In the reverse direction we are given $x$ such that $x\neq 1$ and asked to find y so that the equation holds. Note that $$x+y=yx\iff x=y(x-1).$$ Since $x\neq 1$ we can take $y=\dfrac{x}{x-1}$.
Here is a proof where we prove both directions at the same time. Let's treat this as a simplification problem: we are asked to simplify $\;\exists y \left ( x + y = yx \right )\;$. The easiest way to do that, is to rewrite $\;x + y = yx\;$ to something of the form $\;y = \ldots\;$.

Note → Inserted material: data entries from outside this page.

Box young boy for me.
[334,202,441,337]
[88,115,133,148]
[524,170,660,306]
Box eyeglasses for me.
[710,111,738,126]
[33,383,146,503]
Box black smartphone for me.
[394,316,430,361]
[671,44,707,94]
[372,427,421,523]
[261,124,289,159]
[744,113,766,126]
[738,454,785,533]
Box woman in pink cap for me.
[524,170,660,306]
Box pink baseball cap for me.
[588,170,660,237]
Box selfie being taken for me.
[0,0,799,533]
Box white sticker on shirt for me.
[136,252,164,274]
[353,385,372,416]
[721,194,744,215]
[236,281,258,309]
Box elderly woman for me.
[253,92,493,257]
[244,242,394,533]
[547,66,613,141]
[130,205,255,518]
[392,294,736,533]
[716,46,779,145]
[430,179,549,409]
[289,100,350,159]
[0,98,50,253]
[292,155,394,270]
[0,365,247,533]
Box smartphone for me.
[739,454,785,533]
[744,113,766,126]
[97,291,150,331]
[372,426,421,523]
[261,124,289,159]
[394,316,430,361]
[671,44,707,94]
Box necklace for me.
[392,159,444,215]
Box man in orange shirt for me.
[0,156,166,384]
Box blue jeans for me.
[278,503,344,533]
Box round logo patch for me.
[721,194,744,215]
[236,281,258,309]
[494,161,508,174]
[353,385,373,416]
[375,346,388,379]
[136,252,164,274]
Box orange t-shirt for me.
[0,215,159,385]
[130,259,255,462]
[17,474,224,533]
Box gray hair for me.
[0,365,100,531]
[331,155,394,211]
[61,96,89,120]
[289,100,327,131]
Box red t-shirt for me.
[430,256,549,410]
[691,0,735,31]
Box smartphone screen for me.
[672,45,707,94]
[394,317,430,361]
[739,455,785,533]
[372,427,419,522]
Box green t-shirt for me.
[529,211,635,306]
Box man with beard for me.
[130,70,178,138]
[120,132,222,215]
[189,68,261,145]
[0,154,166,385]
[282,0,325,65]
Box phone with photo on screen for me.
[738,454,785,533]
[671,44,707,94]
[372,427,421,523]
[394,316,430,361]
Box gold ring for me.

(Note that I'm leaving out $\;{}\in R\;$ throughout, to reduce visual clutter.)$ \newcommand{\calc}{\begin{align} \quad &} \newcommand{\op}[1]{\\ #1 \quad & \quad \unicode{x201c}} \newcommand{\hints}[1]{\mbox{#1} \\ \quad & \quad \phantom{\unicode{x201c}} } \newcommand{\hint}[1]{\mbox{#1} \unicode{x201d} \\ \quad & } \newcommand{\endcalc}{\end{align}} \newcommand{\ref}[1]{\text{(#1)}} \newcommand{\equiv}{\leftrightarrow} \newcommand{\then}{\rightarrow} \newcommand{\when}{\leftarrow} \newcommand{\true}{\text{true}} \newcommand{\false}{\text{false}} $
So we calculate as follows, for any $\;x\;$: $$\calc \exists y \left ( x + y = yx \right ) \op\equiv\hint{arithmetic -- to bring all $\;y\;$'s to the same side} \exists y \left ( yx - y = x \right ) \op\equiv\hint{arithmetic -- to have a single $\;y\;$} \exists y \left ( y(x - 1) = x \right ) \op\equiv\hint{divide by $\;x-1\;$, splitting off special case $\;x-1=0\;$} \exists y \left ( \left ( x = 1 \;\land\; y \times 0 = 1 \right )\;\lor\; \left ( x \not= 1 \;\land\; y = \frac x {x-1} \right ) \right ) \op\equiv\hint{LHS of $\;\lor\;$ is false} \exists y \left ( x \not= 1 \;\land\; y = \frac x {x-1} \right ) \op\equiv\hint{one-point rule for $\;\exists\;$} x \not= 1 \endcalc$$
The one-point rule for $\;\exists\;$ is the law of logic which says that $$ \exists y \left (y = E \land P(y) \right ) \;\equiv\; P(E) $$ where $\;E\;$ does not contain $\;y\;$: if $\;y\;$ and $\;E\;$ are equal, then we can just substitute $\;E\;$ for $\;y\;$. There are many such laws; see, e.g., another answer of mine.